To be a bit more specific, when we write (in our OutputStream implementation), we utilize the Bouncy Castle (version 1.53) CMS classes and we compress, sign, encrypt, and sign again.
The problem we have is that we occasionally write large (>1GB after compression, 10+GB before compression) files and these can take 1+ hours to write. During this process, one CPU is pegged; the bottleneck is the compression step (based on profiling). It is not an option to not compress - we get good compression (better than 10x), these files are transported across a network (so much smaller is much faster), and we pay for storing these files essentially forever, so much smaller is cheaper.
The servers that we typically run this code on are AWS EC2 c5.4xlarge instances, which have lots of memory and 16 CPUs.

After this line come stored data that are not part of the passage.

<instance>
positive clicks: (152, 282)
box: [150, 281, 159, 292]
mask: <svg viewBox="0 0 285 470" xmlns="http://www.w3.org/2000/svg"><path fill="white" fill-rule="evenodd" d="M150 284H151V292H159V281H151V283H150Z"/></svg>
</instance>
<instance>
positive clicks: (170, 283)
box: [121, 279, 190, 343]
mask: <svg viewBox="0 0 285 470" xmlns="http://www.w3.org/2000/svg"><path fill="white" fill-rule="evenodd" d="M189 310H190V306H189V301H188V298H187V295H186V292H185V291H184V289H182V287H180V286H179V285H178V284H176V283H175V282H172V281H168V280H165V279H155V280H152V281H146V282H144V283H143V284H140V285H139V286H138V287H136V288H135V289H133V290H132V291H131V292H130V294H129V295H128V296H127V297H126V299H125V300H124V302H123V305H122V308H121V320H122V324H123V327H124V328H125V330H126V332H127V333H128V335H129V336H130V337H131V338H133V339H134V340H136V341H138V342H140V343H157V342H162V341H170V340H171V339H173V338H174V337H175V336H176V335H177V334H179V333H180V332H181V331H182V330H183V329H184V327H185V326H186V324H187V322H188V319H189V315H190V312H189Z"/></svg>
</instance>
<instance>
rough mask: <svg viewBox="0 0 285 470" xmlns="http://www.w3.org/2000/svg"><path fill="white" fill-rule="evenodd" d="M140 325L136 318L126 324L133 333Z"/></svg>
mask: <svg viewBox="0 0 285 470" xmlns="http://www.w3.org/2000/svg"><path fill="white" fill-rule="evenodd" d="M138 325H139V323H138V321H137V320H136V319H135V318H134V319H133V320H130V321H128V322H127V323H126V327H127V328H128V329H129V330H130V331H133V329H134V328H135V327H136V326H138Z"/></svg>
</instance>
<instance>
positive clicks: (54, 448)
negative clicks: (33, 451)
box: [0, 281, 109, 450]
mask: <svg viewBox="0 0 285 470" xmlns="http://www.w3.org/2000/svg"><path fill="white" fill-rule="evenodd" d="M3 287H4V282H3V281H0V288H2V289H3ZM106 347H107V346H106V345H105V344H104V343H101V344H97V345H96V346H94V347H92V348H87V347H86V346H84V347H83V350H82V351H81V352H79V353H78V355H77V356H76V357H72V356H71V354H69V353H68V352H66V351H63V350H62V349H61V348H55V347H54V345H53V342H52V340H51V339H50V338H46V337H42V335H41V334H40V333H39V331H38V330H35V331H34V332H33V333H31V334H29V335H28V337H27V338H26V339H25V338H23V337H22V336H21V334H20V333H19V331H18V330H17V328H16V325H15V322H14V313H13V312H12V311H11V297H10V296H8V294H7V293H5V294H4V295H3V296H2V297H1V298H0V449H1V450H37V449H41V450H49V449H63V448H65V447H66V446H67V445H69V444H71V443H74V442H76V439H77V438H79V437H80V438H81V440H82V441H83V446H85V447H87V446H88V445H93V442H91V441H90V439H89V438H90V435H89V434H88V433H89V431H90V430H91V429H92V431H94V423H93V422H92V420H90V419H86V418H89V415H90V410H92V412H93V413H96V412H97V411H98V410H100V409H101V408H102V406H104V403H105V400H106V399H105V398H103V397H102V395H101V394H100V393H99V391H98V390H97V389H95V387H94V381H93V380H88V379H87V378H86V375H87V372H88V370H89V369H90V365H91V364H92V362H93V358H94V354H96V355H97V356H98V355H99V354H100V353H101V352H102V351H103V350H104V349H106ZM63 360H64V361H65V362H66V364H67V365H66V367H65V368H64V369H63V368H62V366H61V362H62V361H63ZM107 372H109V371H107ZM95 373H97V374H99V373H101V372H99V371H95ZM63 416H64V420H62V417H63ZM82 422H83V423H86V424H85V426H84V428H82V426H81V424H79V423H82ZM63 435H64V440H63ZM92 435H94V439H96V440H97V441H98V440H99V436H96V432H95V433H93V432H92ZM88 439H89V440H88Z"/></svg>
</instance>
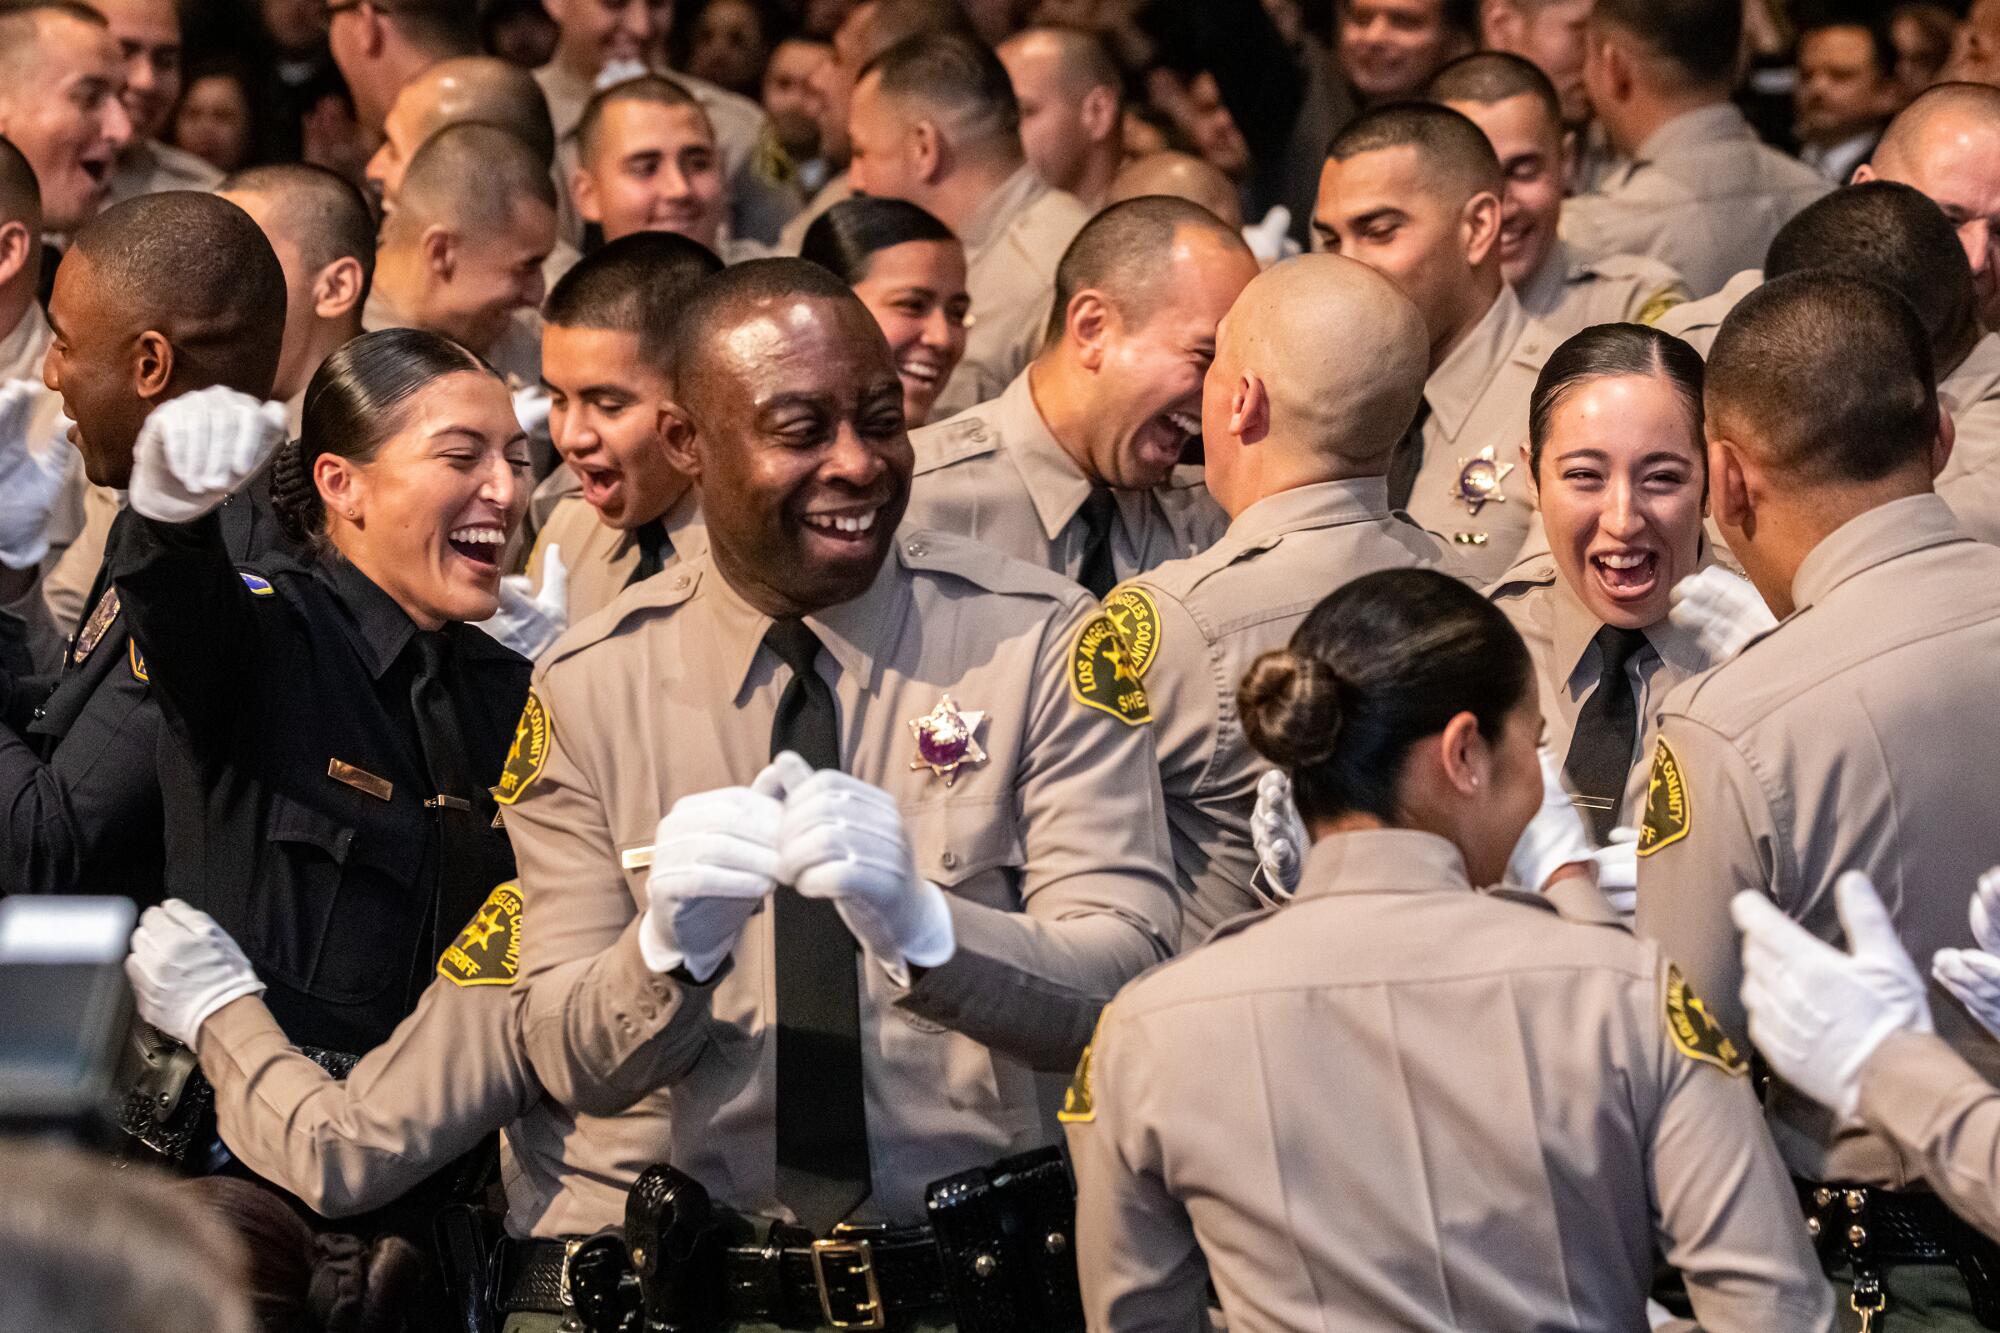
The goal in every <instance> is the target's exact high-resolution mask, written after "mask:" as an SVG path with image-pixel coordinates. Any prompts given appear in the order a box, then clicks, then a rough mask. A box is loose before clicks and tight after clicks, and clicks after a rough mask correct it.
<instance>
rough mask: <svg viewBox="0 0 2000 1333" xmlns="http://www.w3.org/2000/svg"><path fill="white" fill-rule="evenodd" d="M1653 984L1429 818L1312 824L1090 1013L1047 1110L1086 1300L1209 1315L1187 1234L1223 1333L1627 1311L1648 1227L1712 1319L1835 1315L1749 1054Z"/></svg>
mask: <svg viewBox="0 0 2000 1333" xmlns="http://www.w3.org/2000/svg"><path fill="white" fill-rule="evenodd" d="M1666 993H1668V963H1666V959H1664V957H1662V953H1660V949H1658V947H1654V945H1650V943H1646V941H1638V939H1632V937H1630V935H1628V933H1624V931H1622V929H1616V927H1604V925H1582V923H1574V921H1566V919H1562V917H1558V915H1556V913H1554V909H1552V907H1550V905H1548V903H1546V901H1542V899H1530V897H1528V895H1512V893H1510V895H1504V897H1502V895H1482V893H1474V891H1472V885H1470V883H1468V881H1466V869H1464V863H1462V859H1460V855H1458V849H1454V847H1452V845H1450V843H1446V841H1444V839H1438V837H1432V835H1428V833H1414V831H1374V833H1350V835H1340V837H1330V839H1322V841H1320V843H1316V845H1314V847H1312V851H1310V855H1308V857H1306V867H1304V875H1302V881H1300V887H1298V897H1296V899H1294V901H1292V903H1290V905H1286V907H1282V909H1278V911H1274V913H1270V915H1264V917H1256V919H1244V921H1240V923H1236V925H1232V927H1226V929H1224V931H1222V933H1218V937H1216V939H1214V941H1210V943H1208V945H1204V947H1202V949H1196V951H1194V953H1188V955H1182V957H1180V959H1176V961H1172V963H1168V965H1166V967H1160V969H1154V971H1152V973H1148V975H1146V977H1144V979H1142V981H1138V983H1136V985H1132V987H1130V989H1126V991H1124V993H1122V995H1120V997H1118V1001H1116V1003H1114V1005H1112V1007H1110V1009H1108V1011H1106V1013H1104V1023H1102V1027H1100V1029H1098V1037H1096V1041H1094V1043H1092V1051H1090V1077H1088V1093H1090V1109H1088V1111H1086V1113H1082V1115H1078V1111H1076V1107H1074V1105H1072V1109H1070V1111H1066V1113H1064V1119H1066V1121H1068V1125H1066V1131H1068V1139H1070V1157H1072V1161H1074V1165H1076V1179H1078V1267H1080V1277H1082V1285H1084V1309H1086V1315H1088V1319H1090V1327H1094V1329H1096V1327H1106V1329H1174V1327H1180V1329H1194V1327H1204V1321H1202V1311H1204V1305H1206V1299H1204V1297H1206V1291H1204V1287H1206V1283H1204V1265H1202V1259H1204V1257H1206V1275H1212V1277H1214V1287H1216V1293H1218V1295H1220V1297H1222V1311H1224V1313H1226V1315H1228V1319H1230V1327H1232V1329H1234V1327H1242V1329H1318V1331H1324V1333H1350V1331H1352V1333H1362V1331H1364V1329H1366V1331H1374V1329H1392V1327H1394V1329H1558V1327H1562V1329H1606V1331H1608V1329H1644V1327H1646V1289H1648V1287H1650V1283H1652V1269H1654V1245H1656V1243H1658V1245H1660V1247H1662V1249H1664V1255H1666V1261H1668V1263H1672V1265H1674V1267H1678V1269H1680V1271H1682V1273H1684V1275H1686V1281H1688V1295H1690V1299H1692V1301H1694V1313H1696V1317H1698V1319H1700V1321H1702V1327H1710V1329H1828V1327H1832V1293H1830V1289H1828V1285H1826V1279H1824V1277H1822V1273H1820V1267H1818V1263H1816V1261H1814V1257H1812V1249H1810V1245H1808V1241H1806V1229H1804V1225H1802V1219H1800V1215H1798V1205H1796V1199H1794V1195H1792V1185H1790V1181H1788V1179H1786V1175H1784V1167H1782V1163H1780V1161H1778V1155H1776V1153H1774V1151H1772V1147H1770V1141H1768V1139H1766V1135H1764V1129H1762V1125H1760V1123H1758V1119H1760V1117H1758V1107H1756V1101H1754V1097H1752V1093H1750V1081H1748V1079H1746V1077H1740V1075H1730V1073H1726V1071H1724V1069H1720V1067H1716V1065H1712V1063H1708V1061H1700V1059H1694V1057H1690V1055H1686V1053H1684V1051H1682V1049H1678V1047H1676V1043H1674V1041H1672V1037H1670V1031H1668V1005H1666ZM1196 1247H1200V1249H1198V1251H1196Z"/></svg>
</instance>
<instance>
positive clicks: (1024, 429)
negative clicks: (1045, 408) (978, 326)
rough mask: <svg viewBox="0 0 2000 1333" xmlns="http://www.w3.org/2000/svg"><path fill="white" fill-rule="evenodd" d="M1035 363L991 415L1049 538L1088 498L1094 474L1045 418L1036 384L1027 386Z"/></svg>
mask: <svg viewBox="0 0 2000 1333" xmlns="http://www.w3.org/2000/svg"><path fill="white" fill-rule="evenodd" d="M1032 370H1034V362H1030V364H1028V370H1022V372H1020V374H1016V376H1014V382H1012V384H1008V386H1006V390H1002V394H1000V396H998V398H994V406H992V410H990V414H988V420H992V424H994V426H996V428H998V430H1000V446H1002V448H1006V450H1008V454H1012V456H1014V466H1016V468H1020V480H1022V484H1026V486H1028V498H1030V500H1034V512H1036V516H1038V518H1040V520H1042V532H1046V534H1048V540H1056V536H1060V534H1062V528H1066V526H1070V518H1074V516H1076V510H1080V508H1082V506H1084V500H1088V498H1090V478H1088V476H1084V470H1082V468H1080V466H1076V458H1072V456H1070V452H1068V450H1066V448H1062V442H1060V440H1056V436H1054V432H1050V428H1048V422H1046V420H1042V408H1040V406H1036V402H1034V388H1030V386H1028V374H1030V372H1032Z"/></svg>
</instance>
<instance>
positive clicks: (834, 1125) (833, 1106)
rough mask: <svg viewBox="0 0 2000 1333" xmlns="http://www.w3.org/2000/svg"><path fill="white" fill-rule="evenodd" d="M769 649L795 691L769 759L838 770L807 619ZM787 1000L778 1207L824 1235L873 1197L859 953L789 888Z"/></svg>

Here is the code for where we set up the compression:
import org.bouncycastle.cms.CMSCompressedDataStreamGenerator;
CMSCompressedDataStreamGenerator compressedGenerator = new CMSCompressedDataStreamGenerator();
compressedStream = compressedGenerator.open(signedStream, new ZlibCompressor());
We have run into similar situation where we GZIP (rather than encrypt) large files. We have successfully worked around this performance bottleneck by using a parallel GZIP writer. With the parallel GZIP writer, we can effectively utilize all available CPUs and complete the compression in a fraction of the time compared to using the JDK default implementation.
The question:
- Is there a way to configure/invoke Bouncy Castle to parallelize the ZlibCompressor?
- Is there a different Bouncy Castle compressor that we can/should use that will provide equivalent compression and significantly improve throughput?